Environmental Gradients and Genomic Variation
Redundancy analysis (RDA) was used to examine how various environmental gradients explained genome-wide SNP variation among 443 sorghum landraces. These gradients included climatic factors, elevation, water balance, radiation, soil physicochemical properties, and striga risk. The model indicated that environmental variables jointly explained approximately 19.5% of genome-wide SNP variation.
Dhurrin and Cyanide Genome-Wide Association
Genome-Wide Association Studies (GWAS) were performed using a linear mixed model implemented in GEMMA. Variants were filtered to retain those with a minor allele frequency (MAF) of 0.05 or greater.
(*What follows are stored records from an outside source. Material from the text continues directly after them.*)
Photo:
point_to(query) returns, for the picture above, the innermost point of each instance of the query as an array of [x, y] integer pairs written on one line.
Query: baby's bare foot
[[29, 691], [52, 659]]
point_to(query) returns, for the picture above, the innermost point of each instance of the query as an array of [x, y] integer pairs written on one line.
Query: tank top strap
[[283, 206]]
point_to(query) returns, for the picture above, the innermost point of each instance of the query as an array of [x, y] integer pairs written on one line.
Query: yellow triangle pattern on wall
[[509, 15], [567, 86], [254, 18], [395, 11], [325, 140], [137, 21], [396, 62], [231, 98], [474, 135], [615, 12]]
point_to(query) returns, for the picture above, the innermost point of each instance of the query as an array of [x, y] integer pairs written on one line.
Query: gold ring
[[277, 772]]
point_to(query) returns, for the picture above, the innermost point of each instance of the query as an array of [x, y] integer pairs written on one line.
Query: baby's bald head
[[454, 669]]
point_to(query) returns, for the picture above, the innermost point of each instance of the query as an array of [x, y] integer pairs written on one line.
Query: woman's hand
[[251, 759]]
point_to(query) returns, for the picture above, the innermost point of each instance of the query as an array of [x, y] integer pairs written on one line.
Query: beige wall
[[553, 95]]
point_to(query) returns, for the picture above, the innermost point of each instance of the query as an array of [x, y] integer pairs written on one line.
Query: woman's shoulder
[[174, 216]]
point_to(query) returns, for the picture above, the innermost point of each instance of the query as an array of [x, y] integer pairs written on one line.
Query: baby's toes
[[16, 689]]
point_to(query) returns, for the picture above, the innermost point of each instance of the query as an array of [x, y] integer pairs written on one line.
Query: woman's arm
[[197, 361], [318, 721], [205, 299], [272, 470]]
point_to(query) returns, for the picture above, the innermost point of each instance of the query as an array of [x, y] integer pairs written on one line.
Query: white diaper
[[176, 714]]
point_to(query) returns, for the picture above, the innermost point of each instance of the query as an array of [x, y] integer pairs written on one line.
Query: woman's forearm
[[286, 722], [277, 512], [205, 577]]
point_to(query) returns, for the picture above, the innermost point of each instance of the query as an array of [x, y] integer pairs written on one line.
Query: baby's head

Association statistics were computed using the Wald test, and significance was determined by FDR-correcting raw P values through the Benjamini–Hochberg method.
In silico Ligand Docking of Tyrosine to CYP79A1 Protein Variants
In silico ligand docking was performed using SwissDock to evaluate the impact of sequence variants on the binding affinity of CYP79A1 for its substrate, tyrosine. Homology models of wild-type and mutant CYP79A1 proteins were generated and oriented within the endoplasmic reticulum membrane. The binding affinity of tyrosine to each CYP79A1 variant was compared by identifying the lowest predicted binding free energy (ΔG).
Dhurrin BGC cis-element analysis
Intergenic variants associated with seedling dhurrin content in the dhurrin BGC were meticulously examined using the Plant PAN 4.0 and SorghumBase resources. Genomic coordinates were assessed for overlap with known accessible chromatin regions derived from ATAC–seq profiling. Putative transcription factor (TF) binding sites overlapping variant positions were identified using PlantPAN to investigate potential mutation of functional cis-regulatory elements.
Statistics and Reproducibility
Sequencing and genotyping of all Illumina libraries were performed once. In cases of duplicated genotypes, the library with the higher depth of uniquely mapping reads was retained for analysis. Phenotyping campaigns were spatially and temporally replicated as described in the supplementary material, ensuring robust and reproducible data collection.